Tutorial

Dating Tree Sequences

To illustrate the typical use case of tsdate’s Python API, we will first create sample data with msprime and infer a tree sequence from this data using tsinfer. We will then run tsdate on the inferred tree sequence.

Let’s start by creating some sample data with msprime using human-like parameters.

import msprime

sample_ts = msprime.simulate(sample_size=10, Ne=10000,
                                        length=1e4,
                                        mutation_rate=1e-8,
                                        recombination_rate=1e-8,
                                        random_seed=2)
print(sample_ts.num_trees,
      sample_ts.num_nodes)

The output of this code is:

12 29

We take this simulated tree sequence and turn it into a tsinfer SampleData object as documented here, and then infer a tree sequence from the data

import tsinfer

sample_data = tsinfer.SampleData.from_tree_sequence(sample_ts)
inferred_ts = tsinfer.infer(sample_data)

Note

tsdate works best with simplified tree sequences (tsinfer’s documentation provides) details on how to simplify an inferred tree sequence. This should not be an issue when working with tree sequences simulated using msprime.
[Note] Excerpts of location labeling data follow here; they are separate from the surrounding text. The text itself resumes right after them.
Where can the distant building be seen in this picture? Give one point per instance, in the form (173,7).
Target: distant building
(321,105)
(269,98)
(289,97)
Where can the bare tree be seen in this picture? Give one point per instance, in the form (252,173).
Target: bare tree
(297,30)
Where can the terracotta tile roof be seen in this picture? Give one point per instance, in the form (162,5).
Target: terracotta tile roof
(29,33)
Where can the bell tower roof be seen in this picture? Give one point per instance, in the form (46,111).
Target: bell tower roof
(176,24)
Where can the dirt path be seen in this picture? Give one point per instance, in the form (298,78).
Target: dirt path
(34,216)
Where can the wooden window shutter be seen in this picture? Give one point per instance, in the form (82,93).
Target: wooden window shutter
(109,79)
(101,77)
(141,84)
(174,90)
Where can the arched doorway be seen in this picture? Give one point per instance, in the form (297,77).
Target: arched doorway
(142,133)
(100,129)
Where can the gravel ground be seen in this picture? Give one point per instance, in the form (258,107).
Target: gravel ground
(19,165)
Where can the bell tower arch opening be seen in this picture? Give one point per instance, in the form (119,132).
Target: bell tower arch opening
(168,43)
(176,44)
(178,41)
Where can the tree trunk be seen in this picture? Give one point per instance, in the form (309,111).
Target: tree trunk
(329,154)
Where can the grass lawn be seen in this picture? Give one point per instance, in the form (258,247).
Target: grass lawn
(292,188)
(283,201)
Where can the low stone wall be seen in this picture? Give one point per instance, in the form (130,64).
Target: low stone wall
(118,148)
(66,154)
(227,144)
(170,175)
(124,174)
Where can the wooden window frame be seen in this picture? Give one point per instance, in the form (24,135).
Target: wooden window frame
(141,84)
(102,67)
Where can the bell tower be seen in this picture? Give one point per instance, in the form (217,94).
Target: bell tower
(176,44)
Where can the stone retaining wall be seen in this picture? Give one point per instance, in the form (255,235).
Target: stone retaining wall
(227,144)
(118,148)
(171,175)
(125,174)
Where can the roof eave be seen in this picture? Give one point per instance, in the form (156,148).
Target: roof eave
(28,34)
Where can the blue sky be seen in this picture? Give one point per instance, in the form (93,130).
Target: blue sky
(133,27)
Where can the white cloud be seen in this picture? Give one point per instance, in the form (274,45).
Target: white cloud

Next, we run tsdate to estimate the ages of nodes and mutations in the inferred tree sequence:

import tsdate
dated_ts = tsdate.date(inferred_ts, Ne=10000, mutation_rate=1e-8)

All we need to run tsdate (with its default parameters) is the inferred tree sequence object, the estimated effective population size, and estimated mutation rate. Here we have provided a human mutation rate per base pair per generation, so the nodes dates in the resulting tree sequence should be interpreted as generations.

Specifying a Prior

The above example shows the basic use of tsdate, using default parameters. The software has parameters the user can access through the tsdate.build_prior_grid() function which may affect the runtime and accuracy of the algorithm.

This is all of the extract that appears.